Christian Bernard s’est éteint jeudi 6 août à l’âge de 76 ans, des suites de maladie. Il a notamment dirigé la Villa Arson à Nice de 1986 à 1994, avant de fonder le Mamco de Genève, qu’il a dirigé jusqu’en 2015. Il fut ensuite directeur artistique du Printemps de Septembre, à Toulouse, de 2016 à 2021. Un hommage lui a été rendu le 22 août dernier, au cimetière du Père-Lachaise, à Paris.
Né en 1950 à Strasbourg, Christian Bernard effectue sa scolarité au lycée Fustel-de-Coulanges dans la capitale alsacienne avant de se rapprocher de la mouvance surréaliste grâce à sa rencontre avec l’écrivain Vincent Bounoure. En 1968, il publie un recueil de poèmes accompagné de dessins d’Antoine Bernhart et rejoint le mouvement Phases, fondé et animé par Édouard Jaguer. Il participe également aux événements de mai et juin 1968. La même année, il fonde le groupe La Main à proie, qu’il dirige jusqu’en 1971. Après avoir enseigné le français puis la philosophie comme contractuel, il rejoint le ministère de la Culture en 1982. Il participe notamment à la création du FRAC Rhône-Alpes, ainsi qu’à l’émergence de nouveaux équipements et institutions consacrés à l’art contemporain dans la région, parmi lesquels les musées de Grenoble et de Saint-Étienne, le Nouveau Musée de Villeurbanne et le Magasin de Grenoble.
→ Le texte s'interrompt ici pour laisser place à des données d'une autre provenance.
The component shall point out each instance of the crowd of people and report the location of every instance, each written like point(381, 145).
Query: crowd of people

En 1985, il est nommé à la direction artistique et pédagogique de la Villa Arson, à Nice, qu’il dirige jusqu’en 1994. L’établissement, conçu comme un lieu pluridisciplinaire, associe une école supérieure d’art, un centre d’art, des résidences d’artistes et une bibliothèque. Christian Bernard y renouvelle en profondeur l’enseignement artistique et rapproche l’école du centre d’art, associant les étudiants à sa programmation. Cette période marque durablement toute une génération d’artistes, parmi lesquels Ghada Amer, Michel Blazy, Tatiana Trouvé, Philippe Ramette, Natacha Lesueur ou Jean-Luc Verna.
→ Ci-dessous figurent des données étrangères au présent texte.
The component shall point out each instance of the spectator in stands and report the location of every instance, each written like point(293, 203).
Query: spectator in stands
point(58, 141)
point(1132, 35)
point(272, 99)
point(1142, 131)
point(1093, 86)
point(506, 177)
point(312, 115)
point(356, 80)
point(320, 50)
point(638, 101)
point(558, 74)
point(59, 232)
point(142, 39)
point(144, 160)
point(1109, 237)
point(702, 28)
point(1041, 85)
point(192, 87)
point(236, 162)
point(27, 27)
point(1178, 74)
Mais c’est à Genève que Christian Bernard laisse la plus grande partie de son héritage artistique. En 1991, Christian Bernard est chargé de concevoir le futur Musée d’art moderne et contemporain dans la ville suisse. Il sera installé dans une ancienne usine de Plainpalais mise à disposition par la Ville. « C’était l’hiver, il faisait sombre, et la première découverte de cette usine s’est faite dans le froid, l’humidité et les odeurs très fortes des machines, de l’huile et de tous les fantômes d’une usine qui venait à peine d’être désaffectée. Tous les espaces étaient encore vides, jonchés de quelques restes du passé. C’était à la fois assez excitant et très étrange, car tout cela ne faisait qu’indiquer la disparition », racontait Christian Bernard au micro de la RTS (Radio Télévision Suisse) en 2013, en évoquant sa première visite du bâtiment.
Le Mamco ouvre finalement ses portes en septembre 1994. Christian Bernard en restera le directeur jusqu’en 2015, aux côtés de Françoise Ninghetto. Il y réinvente le musée en en faisant un espace d’exposition en renouvellement permanent, où œuvres de la collection ou en prêts et expositions temporaires sont présentées au sein d’un même dispositif. Sous son impulsion, le parcours est largement repensé plusieurs fois par an, tandis que les espaces adoptent des configurations variées, de la galerie au loft ou à l’atelier. Le Mamco accorde également une place importante aux présentations monographiques de longue durée et à une politique éditoriale privilégiant les textes d’artistes, les essais et les monographies.
En parallèle de ses fonctions au Mamco, Christian Bernard développe plusieurs activités curatoriales en France et à l’étranger. Il prend notamment la direction artistique du Printemps de septembre à Toulouse en 2008-2009, puis retrouve la manifestation entre 2016 et 2021. En 2009, il est également chargé du commissariat du pavillon français à la Biennale de Venise, confié cette année-là à Claude Lévêque.
Parallèlement à ses activités dans le champ de l’art contemporain, Christian Bernard a construit, tout au long de sa carrière, une œuvre littéraire consacrée notamment à la poésie. Entre autres textes, il publie Petite Forme en 2012 et Morceaux choisis, avec des dessins de Philippe Ramette, en 2025. En juin 2026, l’Académie française a même distingué l’ensemble de son parcours poétique en lui décernant son Grand Prix de poésie.